Во втором часу мы вернулись домой. Я выпил непривычные два стакана вина, но был весел. Но только что мы вошли в коридор с завернутой лампой и меня охватил запах гостиницы, холод ужаса пробежал мне по спине. Но делать было нечего. Я пожал руку товарищу и вошел в номер.

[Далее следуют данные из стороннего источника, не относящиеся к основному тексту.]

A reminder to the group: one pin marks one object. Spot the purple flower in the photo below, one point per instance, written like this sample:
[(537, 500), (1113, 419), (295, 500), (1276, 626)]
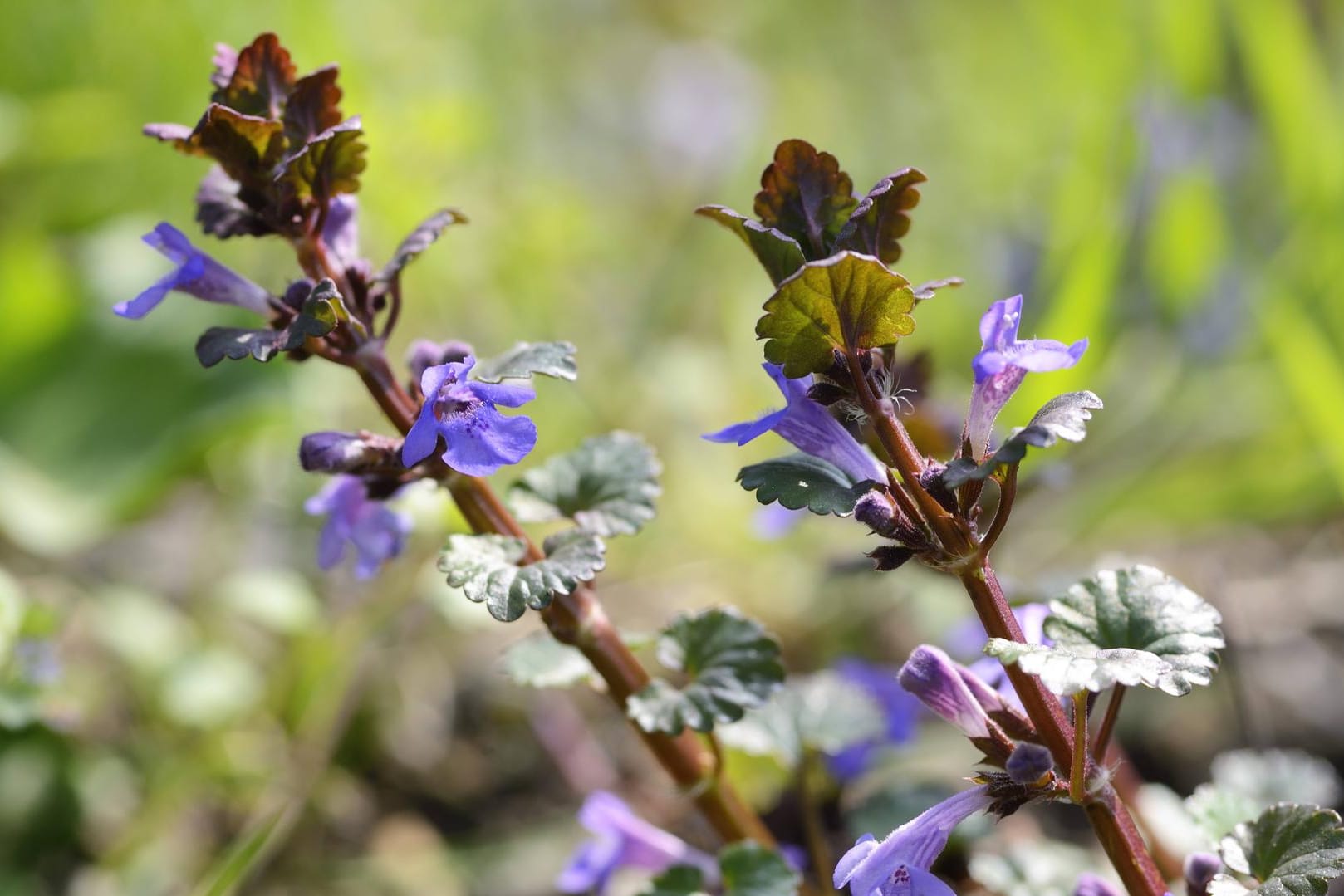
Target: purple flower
[(949, 689), (900, 708), (376, 532), (1200, 869), (197, 274), (900, 864), (774, 521), (808, 426), (478, 439), (424, 354), (1028, 763), (624, 840), (1003, 363), (341, 232)]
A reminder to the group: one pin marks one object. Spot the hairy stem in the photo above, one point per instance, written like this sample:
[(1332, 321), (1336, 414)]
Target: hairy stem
[(813, 829), (1078, 771), (1108, 723), (1007, 492), (1108, 815), (578, 619)]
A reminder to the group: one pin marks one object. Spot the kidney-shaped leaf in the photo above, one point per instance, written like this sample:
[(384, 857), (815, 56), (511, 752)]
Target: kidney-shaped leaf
[(804, 481), (846, 302), (1289, 850), (606, 485), (485, 569), (732, 663)]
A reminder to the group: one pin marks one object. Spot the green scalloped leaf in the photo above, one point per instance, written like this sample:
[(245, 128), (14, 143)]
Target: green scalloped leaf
[(528, 359), (326, 164), (485, 569), (804, 481), (1063, 417), (777, 252), (541, 661), (679, 880), (820, 711), (1124, 626), (732, 663), (882, 218), (1289, 850), (844, 302), (425, 234), (1143, 609), (750, 869), (1245, 782), (1066, 671), (805, 195), (606, 485)]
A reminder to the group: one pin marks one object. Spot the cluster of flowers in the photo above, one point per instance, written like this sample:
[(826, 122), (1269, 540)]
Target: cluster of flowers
[(457, 411), (898, 865)]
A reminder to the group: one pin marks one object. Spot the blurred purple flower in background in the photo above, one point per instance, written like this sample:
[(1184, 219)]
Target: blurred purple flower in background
[(808, 426), (900, 864), (376, 532), (1200, 869), (341, 232), (1003, 363), (624, 840), (478, 438), (197, 274), (900, 708)]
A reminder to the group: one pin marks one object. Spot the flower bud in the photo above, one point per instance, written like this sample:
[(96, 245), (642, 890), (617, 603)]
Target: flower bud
[(299, 293), (889, 556), (1200, 869), (424, 354), (346, 452), (1028, 763), (876, 512)]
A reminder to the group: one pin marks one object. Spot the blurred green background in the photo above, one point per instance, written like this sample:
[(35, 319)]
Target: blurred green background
[(1163, 178)]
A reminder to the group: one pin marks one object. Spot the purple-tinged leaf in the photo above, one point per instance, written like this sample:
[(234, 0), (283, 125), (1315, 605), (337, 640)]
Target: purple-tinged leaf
[(313, 106), (315, 320), (807, 196), (222, 213), (261, 81), (882, 218)]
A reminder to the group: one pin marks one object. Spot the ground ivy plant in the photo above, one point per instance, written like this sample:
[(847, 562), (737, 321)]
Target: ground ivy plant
[(285, 161)]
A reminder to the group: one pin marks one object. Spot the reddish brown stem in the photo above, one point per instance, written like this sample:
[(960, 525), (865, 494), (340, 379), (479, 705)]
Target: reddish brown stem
[(1108, 723), (578, 619), (1007, 492), (1109, 818)]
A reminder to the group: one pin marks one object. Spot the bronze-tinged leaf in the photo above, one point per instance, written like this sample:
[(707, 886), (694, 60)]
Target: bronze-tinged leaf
[(261, 81), (805, 195), (328, 164), (313, 106), (246, 147), (882, 218)]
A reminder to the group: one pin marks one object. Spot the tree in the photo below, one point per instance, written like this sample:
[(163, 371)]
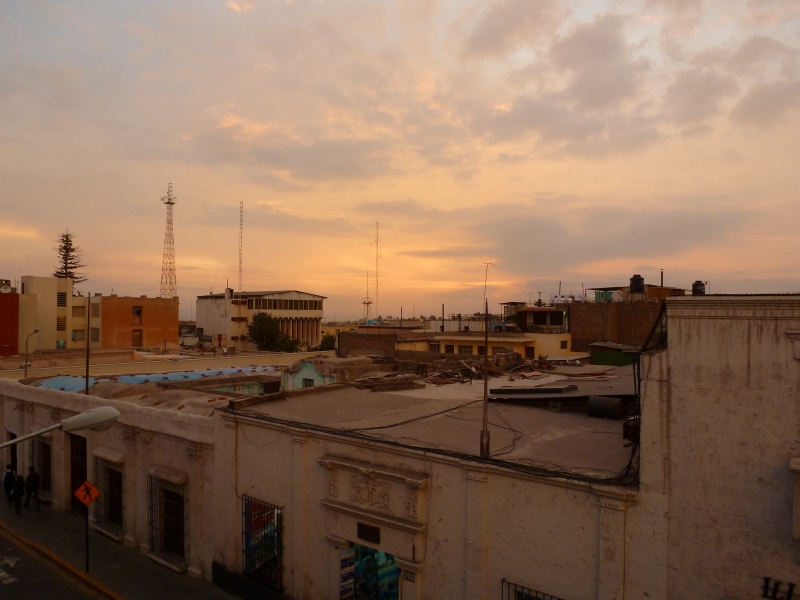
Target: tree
[(69, 259), (265, 332), (328, 342)]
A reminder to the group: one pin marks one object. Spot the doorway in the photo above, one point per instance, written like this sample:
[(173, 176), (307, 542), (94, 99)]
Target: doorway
[(77, 469), (368, 574)]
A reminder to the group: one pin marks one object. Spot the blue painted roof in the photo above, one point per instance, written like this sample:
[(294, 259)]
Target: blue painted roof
[(77, 383)]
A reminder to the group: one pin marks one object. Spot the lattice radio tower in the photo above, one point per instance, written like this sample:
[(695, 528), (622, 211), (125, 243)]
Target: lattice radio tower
[(169, 284)]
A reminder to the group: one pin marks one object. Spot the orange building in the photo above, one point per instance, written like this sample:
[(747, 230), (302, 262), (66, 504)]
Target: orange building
[(139, 322)]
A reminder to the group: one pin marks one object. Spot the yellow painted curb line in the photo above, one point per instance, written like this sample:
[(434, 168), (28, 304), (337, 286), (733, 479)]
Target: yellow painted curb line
[(83, 577)]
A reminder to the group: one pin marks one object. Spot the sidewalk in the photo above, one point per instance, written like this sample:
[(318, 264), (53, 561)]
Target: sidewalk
[(123, 570)]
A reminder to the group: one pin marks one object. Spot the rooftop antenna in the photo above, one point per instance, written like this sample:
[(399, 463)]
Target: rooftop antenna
[(169, 284), (239, 304), (367, 302), (377, 256)]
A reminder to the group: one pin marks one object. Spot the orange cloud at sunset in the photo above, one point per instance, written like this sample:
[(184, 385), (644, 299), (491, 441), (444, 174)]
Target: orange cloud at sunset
[(563, 141)]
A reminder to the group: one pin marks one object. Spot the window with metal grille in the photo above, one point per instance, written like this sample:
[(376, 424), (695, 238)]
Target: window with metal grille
[(166, 508), (108, 508), (41, 459), (512, 591), (262, 537)]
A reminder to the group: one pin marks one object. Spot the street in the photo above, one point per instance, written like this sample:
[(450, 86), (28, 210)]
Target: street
[(24, 575)]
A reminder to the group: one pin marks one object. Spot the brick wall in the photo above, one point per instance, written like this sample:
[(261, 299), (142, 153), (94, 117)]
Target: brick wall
[(620, 322), (354, 343)]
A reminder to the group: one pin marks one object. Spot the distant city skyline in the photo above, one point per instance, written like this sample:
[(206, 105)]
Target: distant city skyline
[(579, 142)]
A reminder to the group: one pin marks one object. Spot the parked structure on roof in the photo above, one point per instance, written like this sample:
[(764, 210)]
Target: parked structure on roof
[(225, 316)]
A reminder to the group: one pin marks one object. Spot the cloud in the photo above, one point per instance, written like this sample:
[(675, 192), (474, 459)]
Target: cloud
[(509, 24), (695, 95), (240, 6), (767, 103)]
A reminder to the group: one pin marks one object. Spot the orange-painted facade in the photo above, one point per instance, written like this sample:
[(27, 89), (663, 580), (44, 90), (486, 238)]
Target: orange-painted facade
[(138, 322)]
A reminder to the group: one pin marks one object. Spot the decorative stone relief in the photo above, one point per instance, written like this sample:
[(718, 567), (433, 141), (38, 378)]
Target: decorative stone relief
[(365, 490)]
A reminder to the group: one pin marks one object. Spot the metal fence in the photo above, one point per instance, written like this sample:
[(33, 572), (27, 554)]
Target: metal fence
[(262, 540), (166, 508), (109, 508), (512, 591), (41, 460)]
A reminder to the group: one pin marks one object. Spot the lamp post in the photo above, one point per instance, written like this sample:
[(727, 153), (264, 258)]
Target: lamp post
[(35, 331), (96, 419)]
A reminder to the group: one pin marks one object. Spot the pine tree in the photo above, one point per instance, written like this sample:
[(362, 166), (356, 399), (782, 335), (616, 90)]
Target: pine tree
[(69, 259)]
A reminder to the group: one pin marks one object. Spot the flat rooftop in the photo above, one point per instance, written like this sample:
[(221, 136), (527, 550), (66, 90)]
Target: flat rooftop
[(449, 417)]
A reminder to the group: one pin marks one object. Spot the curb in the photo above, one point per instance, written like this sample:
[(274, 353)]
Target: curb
[(83, 577)]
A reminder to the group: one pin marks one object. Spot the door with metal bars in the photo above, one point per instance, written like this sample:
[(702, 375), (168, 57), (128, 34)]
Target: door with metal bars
[(262, 540), (109, 506), (167, 521)]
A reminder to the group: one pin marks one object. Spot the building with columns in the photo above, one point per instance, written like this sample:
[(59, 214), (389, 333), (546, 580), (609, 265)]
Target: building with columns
[(225, 316)]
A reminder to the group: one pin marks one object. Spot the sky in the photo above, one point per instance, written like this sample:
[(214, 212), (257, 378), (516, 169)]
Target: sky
[(566, 142)]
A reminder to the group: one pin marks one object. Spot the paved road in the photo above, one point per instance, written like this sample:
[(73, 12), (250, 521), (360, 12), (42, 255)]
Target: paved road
[(25, 575), (184, 364)]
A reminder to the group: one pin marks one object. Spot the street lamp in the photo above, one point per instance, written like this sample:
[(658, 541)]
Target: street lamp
[(35, 331), (96, 419)]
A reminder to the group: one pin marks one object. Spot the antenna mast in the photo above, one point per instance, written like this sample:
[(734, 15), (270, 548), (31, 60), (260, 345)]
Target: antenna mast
[(169, 284), (377, 256), (367, 302)]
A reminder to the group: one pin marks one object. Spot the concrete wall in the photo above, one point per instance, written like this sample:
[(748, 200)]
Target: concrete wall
[(720, 426), (159, 321), (620, 322), (143, 438), (459, 529)]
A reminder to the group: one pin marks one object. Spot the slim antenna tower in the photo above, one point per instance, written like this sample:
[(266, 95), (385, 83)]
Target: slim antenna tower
[(377, 256), (169, 284), (367, 302)]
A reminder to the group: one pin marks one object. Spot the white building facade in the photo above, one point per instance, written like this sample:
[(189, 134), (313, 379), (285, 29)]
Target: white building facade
[(225, 316)]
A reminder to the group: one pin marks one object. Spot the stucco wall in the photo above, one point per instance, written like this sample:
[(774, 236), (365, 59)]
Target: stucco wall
[(159, 322)]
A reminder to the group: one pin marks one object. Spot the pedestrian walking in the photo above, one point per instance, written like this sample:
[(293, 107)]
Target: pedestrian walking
[(32, 488), (9, 477), (17, 492)]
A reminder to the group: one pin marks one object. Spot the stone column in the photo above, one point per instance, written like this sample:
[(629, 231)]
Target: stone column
[(611, 549), (297, 534), (476, 537)]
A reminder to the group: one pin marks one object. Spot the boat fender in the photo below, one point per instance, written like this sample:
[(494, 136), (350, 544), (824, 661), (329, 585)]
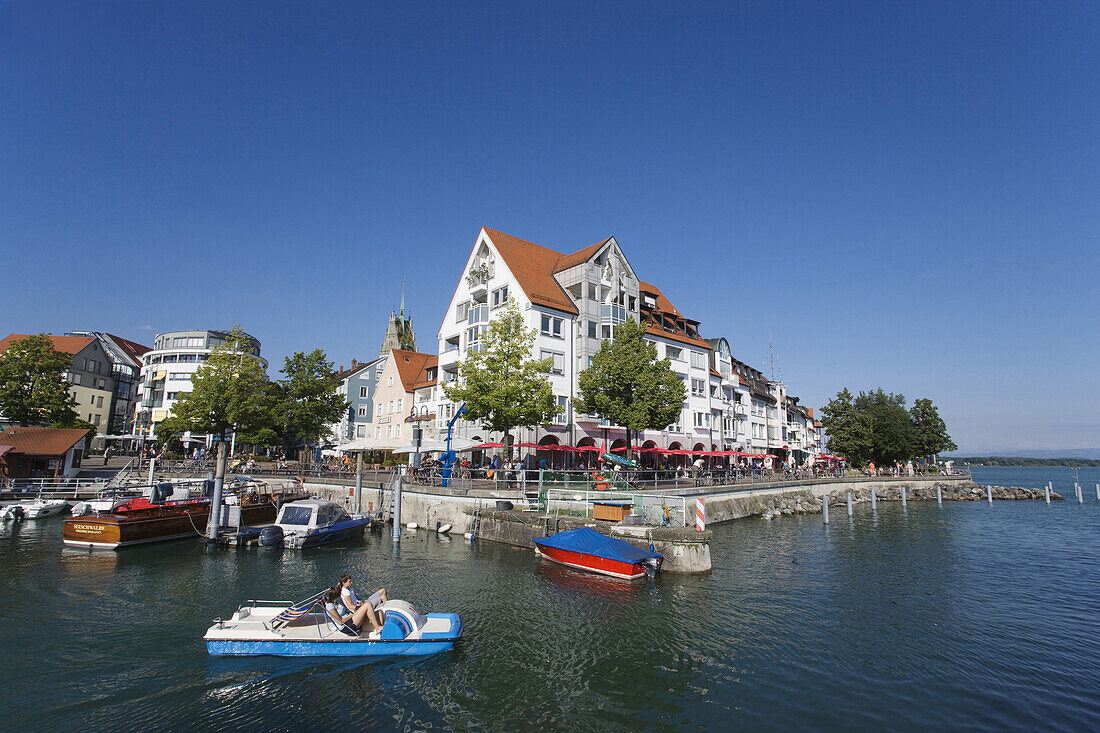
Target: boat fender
[(271, 537)]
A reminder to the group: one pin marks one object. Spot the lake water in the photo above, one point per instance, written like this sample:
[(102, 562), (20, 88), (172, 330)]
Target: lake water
[(961, 616)]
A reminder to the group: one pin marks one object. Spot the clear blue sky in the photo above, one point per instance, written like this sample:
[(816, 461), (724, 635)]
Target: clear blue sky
[(899, 195)]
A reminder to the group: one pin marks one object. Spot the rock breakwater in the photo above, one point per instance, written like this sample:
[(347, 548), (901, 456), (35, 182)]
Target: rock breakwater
[(805, 502)]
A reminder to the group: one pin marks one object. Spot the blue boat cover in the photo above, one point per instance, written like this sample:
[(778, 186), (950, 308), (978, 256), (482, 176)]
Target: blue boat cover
[(590, 542)]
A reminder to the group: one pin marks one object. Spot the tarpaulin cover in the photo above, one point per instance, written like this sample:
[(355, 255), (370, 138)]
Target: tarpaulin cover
[(590, 542)]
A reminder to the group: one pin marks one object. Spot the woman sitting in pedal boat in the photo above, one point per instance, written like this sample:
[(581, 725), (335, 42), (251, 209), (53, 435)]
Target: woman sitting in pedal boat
[(352, 623)]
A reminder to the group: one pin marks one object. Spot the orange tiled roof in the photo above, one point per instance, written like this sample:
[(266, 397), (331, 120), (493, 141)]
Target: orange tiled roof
[(579, 256), (41, 441), (534, 267), (411, 365), (63, 343), (133, 349)]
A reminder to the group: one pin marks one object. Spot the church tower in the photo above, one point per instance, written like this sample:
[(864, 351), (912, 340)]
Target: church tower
[(399, 331)]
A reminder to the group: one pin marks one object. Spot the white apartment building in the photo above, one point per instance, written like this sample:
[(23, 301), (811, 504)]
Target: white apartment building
[(575, 301), (167, 369)]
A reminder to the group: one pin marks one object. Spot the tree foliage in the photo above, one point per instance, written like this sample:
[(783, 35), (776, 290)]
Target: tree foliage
[(230, 391), (33, 390), (307, 400), (502, 386), (876, 427), (931, 430), (628, 385)]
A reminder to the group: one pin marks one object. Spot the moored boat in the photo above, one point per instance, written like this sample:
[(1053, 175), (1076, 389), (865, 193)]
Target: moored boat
[(36, 510), (587, 549), (310, 522), (140, 521), (304, 630)]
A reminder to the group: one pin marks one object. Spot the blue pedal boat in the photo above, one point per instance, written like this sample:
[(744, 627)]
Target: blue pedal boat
[(304, 630)]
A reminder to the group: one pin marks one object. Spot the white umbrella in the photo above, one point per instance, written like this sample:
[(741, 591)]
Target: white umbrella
[(369, 444)]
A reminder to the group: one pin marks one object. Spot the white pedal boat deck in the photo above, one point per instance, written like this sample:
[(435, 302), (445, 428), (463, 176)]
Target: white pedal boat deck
[(259, 628)]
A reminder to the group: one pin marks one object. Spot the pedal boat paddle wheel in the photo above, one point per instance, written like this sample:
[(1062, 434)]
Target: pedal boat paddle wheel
[(305, 630), (587, 549)]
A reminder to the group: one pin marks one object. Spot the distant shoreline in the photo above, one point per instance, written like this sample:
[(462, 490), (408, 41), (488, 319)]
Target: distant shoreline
[(1014, 460)]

Я провел ужасную ночь, хуже арзамасской, только утром, когда уже за дверью стал кашлять старик, я заснул, и не в постели, в которую я ложился несколько раз, а на диване. Всю ночь я страдал невыносимо, опять мучительно разрывалась душа с телом. «Я живу, жил, я должен жить – и вдруг смерть, уничтожение всего. Зачем же жизнь? Умереть? Убить себя сейчас же? Боюсь. Дожидаться смерти, когда придет? Боюсь еще хуже. Жить, стало быть? Зачем? Чтоб умереть». Я не выходил из этого круга. Я брал книгу, читал. На минуту забывался – и опять тот же вопрос и ужас. Я ложился в постель, закрывал глаза. Еще хуже. Бог сделал это. Зачем? Говорят: не спрашивай, а молись. Хорошо, я молился. Я и теперь молился, опять как в Арзамасе; но там и после я просто молился по-детски. Теперь же молитва имела смысл. «Если Ты есть, открой мне: зачем, что я такое?» Я кланялся, читал все молитвы, которые знал, сочинял свои и прибавлял: «Так открой же». И я затихал и ждал ответа. Но ответа не было, как будто и не было никого, кто бы мог отвечать. И я оставался один, сам с собой. И я давал себе ответы заместо того, кто не хотел отвечать. Затем, чтобы жить в будущей жизни, отвечал я себе. Так зачем же эта неясность, это мученье? Не могу верить в будущую жизнь. Я верил, когда не всей душой спрашивал, а теперь не могу, не могу. Если бы Ты был, Ты бы сказал мне, людям. А нет Тебя, есть одно отчаяние. А я не хочу, не хочу его. Я возмутился. Я просил Его открыть мне истину, открыть мне себя. Я делал всё, что все делают, но Он не открывался. Просите, и дастся вам*, вспомнилось мне, и я просил. И в этом прошении я находил не утешение, а отдохновение. Может быть, я не просил, я отказался от Него. «Ты на пядень, а Он от тебя на сажень». Я не верил в Него, но просил, и Он все-таки не открыл мне ничего. Я считался с Ним и осуждал Его, просто не верил.